Why Art? by Eleanor Davis was possibly the best thing I read last year. How often does a book make you actually catch your breath? This did it twice. It’s incredible, but if I tell you anything about it, it will ruin it. You’ll just have to read it, I guess.
The other book that was possibly the best thing I read last year was On A Sunbeam by Tillie Walden. The ways in which the narrative, and the world, are slowly revealed are incredible. The characters are brilliantly rounded. Flawed and sympathetic in all the right ways. Real. I could happily read another dozen volumes of their adventures. And the art is fantastic. So good. If I found out you could by prints of some of the panels in this book I would bankrupt myself immediately.
Coyote Doggirl by Lisa Hanawalt is a Western, but a Western that plays out as you might expect when written by someone connected to BoJack Horseman. Which is not to say it is like BoJack, but that it attacks story in similar ways. It’s a big narrative, but it’s the details that break you. It’s funny and sad and all to brief.

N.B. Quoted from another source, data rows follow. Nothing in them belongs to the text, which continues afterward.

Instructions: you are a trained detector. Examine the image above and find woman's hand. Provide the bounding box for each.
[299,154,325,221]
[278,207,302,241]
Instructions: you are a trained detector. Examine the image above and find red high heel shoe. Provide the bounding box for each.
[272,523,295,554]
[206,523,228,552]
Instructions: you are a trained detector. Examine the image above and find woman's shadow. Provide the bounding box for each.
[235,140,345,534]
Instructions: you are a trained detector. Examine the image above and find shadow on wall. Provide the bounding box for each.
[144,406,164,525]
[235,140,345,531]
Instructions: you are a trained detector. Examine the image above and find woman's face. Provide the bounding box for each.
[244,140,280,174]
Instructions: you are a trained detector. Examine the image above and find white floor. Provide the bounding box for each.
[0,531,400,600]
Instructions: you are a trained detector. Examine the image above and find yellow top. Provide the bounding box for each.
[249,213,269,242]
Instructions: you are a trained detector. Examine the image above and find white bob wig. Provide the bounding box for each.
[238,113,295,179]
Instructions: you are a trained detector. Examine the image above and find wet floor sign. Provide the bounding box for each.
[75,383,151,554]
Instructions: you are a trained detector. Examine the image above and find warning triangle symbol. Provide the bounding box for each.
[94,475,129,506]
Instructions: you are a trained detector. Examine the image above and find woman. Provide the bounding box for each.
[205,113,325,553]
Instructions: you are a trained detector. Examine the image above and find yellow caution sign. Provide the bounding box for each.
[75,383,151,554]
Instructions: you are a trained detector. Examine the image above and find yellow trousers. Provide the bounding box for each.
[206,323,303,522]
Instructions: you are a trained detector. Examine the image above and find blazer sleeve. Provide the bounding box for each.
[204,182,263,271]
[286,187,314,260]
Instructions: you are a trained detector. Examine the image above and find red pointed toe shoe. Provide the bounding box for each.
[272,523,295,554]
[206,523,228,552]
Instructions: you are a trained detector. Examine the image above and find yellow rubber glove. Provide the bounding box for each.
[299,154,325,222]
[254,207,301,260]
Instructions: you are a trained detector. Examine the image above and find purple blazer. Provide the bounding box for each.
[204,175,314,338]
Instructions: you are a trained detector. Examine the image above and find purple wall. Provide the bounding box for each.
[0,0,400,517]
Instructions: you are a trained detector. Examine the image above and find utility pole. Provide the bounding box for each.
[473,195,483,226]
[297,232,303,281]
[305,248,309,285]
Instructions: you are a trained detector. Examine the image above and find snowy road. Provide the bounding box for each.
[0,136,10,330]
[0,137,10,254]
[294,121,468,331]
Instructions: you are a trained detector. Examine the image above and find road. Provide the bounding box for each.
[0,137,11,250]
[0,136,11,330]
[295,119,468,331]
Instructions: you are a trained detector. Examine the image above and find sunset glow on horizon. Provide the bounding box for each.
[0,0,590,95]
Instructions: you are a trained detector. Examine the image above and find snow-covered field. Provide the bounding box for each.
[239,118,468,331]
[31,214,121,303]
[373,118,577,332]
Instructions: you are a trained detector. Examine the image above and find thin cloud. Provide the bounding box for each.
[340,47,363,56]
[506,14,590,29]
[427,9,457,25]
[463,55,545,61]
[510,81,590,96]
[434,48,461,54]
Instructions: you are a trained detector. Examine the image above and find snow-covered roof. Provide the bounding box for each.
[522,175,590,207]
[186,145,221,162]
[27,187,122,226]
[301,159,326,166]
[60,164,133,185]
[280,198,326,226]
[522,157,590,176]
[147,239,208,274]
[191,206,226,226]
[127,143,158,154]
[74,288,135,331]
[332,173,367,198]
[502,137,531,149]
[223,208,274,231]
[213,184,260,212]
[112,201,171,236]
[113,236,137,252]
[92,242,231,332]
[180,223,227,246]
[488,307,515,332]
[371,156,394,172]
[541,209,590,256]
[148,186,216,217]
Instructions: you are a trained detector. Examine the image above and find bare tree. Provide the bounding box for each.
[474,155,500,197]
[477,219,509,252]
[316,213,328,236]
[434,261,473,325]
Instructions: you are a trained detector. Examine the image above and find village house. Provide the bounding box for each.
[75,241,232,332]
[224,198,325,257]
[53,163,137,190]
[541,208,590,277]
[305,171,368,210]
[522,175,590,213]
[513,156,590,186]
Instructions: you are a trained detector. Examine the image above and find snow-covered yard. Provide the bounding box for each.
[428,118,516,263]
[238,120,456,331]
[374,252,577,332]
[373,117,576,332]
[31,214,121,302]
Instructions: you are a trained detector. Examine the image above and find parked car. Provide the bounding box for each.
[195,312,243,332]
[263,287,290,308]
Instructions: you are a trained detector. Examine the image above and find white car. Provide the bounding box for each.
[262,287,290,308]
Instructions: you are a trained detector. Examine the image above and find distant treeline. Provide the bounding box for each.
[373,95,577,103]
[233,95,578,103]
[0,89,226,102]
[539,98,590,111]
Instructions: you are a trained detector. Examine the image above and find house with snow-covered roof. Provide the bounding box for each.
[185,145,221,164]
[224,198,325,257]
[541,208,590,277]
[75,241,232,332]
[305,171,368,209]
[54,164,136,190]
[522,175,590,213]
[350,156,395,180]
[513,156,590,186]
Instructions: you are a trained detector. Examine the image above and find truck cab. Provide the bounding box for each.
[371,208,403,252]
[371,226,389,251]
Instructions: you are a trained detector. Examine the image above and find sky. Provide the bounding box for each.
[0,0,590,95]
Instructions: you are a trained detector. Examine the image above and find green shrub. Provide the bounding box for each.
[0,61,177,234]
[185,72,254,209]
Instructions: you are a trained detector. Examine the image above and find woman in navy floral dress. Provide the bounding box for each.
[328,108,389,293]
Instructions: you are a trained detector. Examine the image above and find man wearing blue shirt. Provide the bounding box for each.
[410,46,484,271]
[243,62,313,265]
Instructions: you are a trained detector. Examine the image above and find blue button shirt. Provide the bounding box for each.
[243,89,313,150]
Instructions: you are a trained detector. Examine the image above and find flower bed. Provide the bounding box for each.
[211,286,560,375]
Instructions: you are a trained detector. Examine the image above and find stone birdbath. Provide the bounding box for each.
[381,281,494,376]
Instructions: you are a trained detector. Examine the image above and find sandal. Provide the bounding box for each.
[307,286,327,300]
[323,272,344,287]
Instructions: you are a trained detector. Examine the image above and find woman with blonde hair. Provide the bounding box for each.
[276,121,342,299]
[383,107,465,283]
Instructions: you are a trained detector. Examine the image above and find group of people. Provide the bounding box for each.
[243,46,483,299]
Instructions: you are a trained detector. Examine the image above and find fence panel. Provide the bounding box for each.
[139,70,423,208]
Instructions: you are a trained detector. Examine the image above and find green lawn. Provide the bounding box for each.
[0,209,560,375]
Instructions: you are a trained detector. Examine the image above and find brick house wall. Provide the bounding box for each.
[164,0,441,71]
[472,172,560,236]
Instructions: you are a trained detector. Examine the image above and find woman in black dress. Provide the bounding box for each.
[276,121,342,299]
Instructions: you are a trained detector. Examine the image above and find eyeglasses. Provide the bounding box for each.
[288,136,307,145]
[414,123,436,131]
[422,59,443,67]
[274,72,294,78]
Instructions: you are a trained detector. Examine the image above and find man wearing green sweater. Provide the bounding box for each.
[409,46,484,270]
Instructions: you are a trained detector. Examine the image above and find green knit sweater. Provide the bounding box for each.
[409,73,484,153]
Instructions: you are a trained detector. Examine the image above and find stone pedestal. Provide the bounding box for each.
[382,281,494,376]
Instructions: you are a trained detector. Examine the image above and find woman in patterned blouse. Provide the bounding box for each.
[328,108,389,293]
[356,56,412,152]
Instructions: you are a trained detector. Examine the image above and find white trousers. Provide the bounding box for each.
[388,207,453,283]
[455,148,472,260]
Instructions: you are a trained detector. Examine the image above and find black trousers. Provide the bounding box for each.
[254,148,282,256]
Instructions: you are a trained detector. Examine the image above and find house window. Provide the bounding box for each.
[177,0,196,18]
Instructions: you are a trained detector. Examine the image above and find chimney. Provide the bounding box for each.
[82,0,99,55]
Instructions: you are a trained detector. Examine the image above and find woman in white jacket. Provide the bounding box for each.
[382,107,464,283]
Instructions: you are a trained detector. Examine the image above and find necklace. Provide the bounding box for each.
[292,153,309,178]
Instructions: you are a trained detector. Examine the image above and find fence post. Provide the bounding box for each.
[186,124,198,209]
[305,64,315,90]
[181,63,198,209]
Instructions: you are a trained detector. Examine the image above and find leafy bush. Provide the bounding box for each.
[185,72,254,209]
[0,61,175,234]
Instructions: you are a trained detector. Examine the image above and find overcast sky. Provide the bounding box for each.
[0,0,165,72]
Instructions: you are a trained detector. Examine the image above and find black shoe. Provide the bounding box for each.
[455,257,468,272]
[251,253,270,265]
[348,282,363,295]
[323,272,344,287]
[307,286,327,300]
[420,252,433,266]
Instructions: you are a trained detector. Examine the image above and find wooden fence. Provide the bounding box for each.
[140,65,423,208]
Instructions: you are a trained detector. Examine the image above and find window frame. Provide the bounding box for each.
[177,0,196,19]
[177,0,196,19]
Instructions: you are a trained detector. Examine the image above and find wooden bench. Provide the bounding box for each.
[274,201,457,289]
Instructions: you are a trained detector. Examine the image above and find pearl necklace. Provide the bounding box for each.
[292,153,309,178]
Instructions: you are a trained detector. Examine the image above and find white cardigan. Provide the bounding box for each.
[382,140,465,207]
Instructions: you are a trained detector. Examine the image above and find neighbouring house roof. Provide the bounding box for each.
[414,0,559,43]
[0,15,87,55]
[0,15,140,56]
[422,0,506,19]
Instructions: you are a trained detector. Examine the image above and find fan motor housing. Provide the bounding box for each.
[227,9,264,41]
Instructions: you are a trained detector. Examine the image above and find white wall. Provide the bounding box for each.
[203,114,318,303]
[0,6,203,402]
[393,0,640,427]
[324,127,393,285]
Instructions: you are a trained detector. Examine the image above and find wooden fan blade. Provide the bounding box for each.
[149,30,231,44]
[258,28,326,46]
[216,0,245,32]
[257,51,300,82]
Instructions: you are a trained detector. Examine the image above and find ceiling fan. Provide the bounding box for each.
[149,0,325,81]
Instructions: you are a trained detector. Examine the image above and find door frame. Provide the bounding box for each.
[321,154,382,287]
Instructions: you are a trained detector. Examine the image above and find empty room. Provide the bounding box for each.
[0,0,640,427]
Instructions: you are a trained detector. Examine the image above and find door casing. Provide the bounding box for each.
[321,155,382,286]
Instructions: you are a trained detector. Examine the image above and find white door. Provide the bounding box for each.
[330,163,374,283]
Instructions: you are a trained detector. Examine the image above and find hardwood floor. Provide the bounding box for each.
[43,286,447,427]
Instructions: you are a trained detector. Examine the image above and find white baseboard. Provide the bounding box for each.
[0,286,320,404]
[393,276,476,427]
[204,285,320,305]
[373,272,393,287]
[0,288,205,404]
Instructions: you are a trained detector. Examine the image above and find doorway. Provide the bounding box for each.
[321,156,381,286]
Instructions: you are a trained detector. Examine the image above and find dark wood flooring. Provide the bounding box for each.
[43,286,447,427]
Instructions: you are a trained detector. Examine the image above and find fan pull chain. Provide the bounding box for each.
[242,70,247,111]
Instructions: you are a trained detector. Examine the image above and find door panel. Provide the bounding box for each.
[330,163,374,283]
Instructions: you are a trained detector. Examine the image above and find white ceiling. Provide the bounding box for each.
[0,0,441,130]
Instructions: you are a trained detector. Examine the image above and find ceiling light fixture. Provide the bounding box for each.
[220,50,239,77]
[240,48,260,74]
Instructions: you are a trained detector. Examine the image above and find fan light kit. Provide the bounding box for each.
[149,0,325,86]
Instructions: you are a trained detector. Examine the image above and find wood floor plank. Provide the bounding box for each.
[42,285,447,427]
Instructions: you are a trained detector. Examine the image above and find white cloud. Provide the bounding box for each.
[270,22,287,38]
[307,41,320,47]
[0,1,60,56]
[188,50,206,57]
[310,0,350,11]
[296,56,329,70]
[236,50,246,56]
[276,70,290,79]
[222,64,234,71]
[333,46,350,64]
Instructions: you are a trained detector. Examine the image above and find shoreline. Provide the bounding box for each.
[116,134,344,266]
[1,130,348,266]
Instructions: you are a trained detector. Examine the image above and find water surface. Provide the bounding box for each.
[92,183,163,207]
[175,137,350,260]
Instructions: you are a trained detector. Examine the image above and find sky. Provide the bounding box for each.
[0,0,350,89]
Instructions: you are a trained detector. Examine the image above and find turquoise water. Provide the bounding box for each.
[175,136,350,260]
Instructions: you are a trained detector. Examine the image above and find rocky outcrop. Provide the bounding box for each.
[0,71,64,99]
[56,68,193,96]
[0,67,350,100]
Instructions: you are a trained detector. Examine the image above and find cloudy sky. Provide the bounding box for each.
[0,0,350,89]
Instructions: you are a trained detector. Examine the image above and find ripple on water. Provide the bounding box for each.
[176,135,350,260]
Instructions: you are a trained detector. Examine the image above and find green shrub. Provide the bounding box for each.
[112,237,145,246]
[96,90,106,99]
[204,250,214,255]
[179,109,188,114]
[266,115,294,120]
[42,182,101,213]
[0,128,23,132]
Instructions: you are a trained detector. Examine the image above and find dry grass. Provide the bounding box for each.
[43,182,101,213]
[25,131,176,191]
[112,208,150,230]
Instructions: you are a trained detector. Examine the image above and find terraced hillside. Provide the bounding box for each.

The majority of Black Bolt by Saladin Ahmed appeared in 2017 but the second collected volume was published last year, so I’m counting it. The live action Inhumans series was a failure (though I would argue there was a lot they got right as well as wrong) so it is nice to see Black Bolt getting a story with a little more substance. Ahmed deals with some serious issues but never neglects the more outlandish aspects of superhero stories that make them such good value.
The genius of Bingo Love lies in its combining of story and artwork. A simple story of two people in love, forced apart by family then brought back together by fate, is presented in the artistic style that posits its protagonists as superheros. Jenn St-Onge’s artwork is extraordinary, and finds the beauty in every stage of human existence, and Tee Franklin’s story is deft and kind.
Sheets by Brenna Thummler (available on the excellent free ComicsPlus app, ask your librarian) is a girl meets boy except they are just friends and oh, yeah, he’s a ghost sort of story. It has all the right sort of heart and is beautifully written and illustrated.
The Three Rooms in Valerie’s Head by David Gaffney and Dan Berry is a kind of remix of some of Gaffney’s short short fiction with a linking-them-together-into-one-narrative twist. It pushes comedy and tragedy toward each other in the way that he does so well and has a perfectly judged ending.
The cartoons by Rosemary Mosco collected in Birding is My Favourite Video Game are smart and funny and, for want of a less condescending adjective, sweet. I’m thinking about getting one of the t-shirts.
I have mixed feelings about Sabrina by Nick Drnaso. At times I thought it painted too bleak a portrait of modern life, that it was too dark, and yet, it stuck with me in a way that very little I read last year did.
Goalless Draws, the latest by David Squires is, as you would expect, superb.
All The Answers by Michael Kupperman is a brilliant exploration of family and memory told through the life (or at least the early part of the life) of his father.